As a full time solo puppeteer for many years, I construct all my puppets and staging using many different materials and tools. Still, my voice has always been my most important tool – aside from my hands. Laryngitis is by far my least favorite common illness.
Post show, audience members often ask if I get the voices of the different characters confused. I have always told them I do not because during the performance, I don’t think about my own voice at all – it is the puppets who are doing the communicating. I know this may sound a little hocus-pocus-y, but during a rehearsed and seasoned show, their voice, along with their life force, flows out my arms into their bodies without conscious thought about each move or sound I am about to make them produce. The characters may come up with spontaneous new lines from time to time, but this is not anything I plan ahead. The sound of their voice, along with what they say, is just a part of their character. I do get better acquainted with them the longer I perform the same show, which deepens the mannerisms of their behavior and speech. Each character is set free to be itself, to react in real time to the action of the story, to other characters in the story, and to the energy and input of the audience. All these elements combined give a specific voice to the performance.

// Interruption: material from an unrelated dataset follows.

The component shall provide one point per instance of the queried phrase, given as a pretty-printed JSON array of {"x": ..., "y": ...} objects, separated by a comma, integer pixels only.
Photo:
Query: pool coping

I am working right now with a small group of teen docents at the Ogden Museum of Southern Art, leading them to develop stories to present as puppet theater inspired by a work of art of their choice at the museum. Yesterday, one of the young women asked if I had ever performed at a particular local elementary school, and I told her I probably had. She remembered a puppet theater performance she saw as a student there years before, remembering the story, and recognizing that I was the puppeteer because of my voice, she said. So, aside from visual appearance, text and physical action, voice is an element of self in the story that is, apparently, recognizable as identifiable inflection, tone, rhythm, etc.
So I was thinking about this in relation to voice in writing. I’m talking about the writing for children’s books I am doing. I love playing with voice in writing. Strength and evenness is crucial throughout each work: a conscious choice made – or allowed to happen and nurtured – which reflects an element of the writer.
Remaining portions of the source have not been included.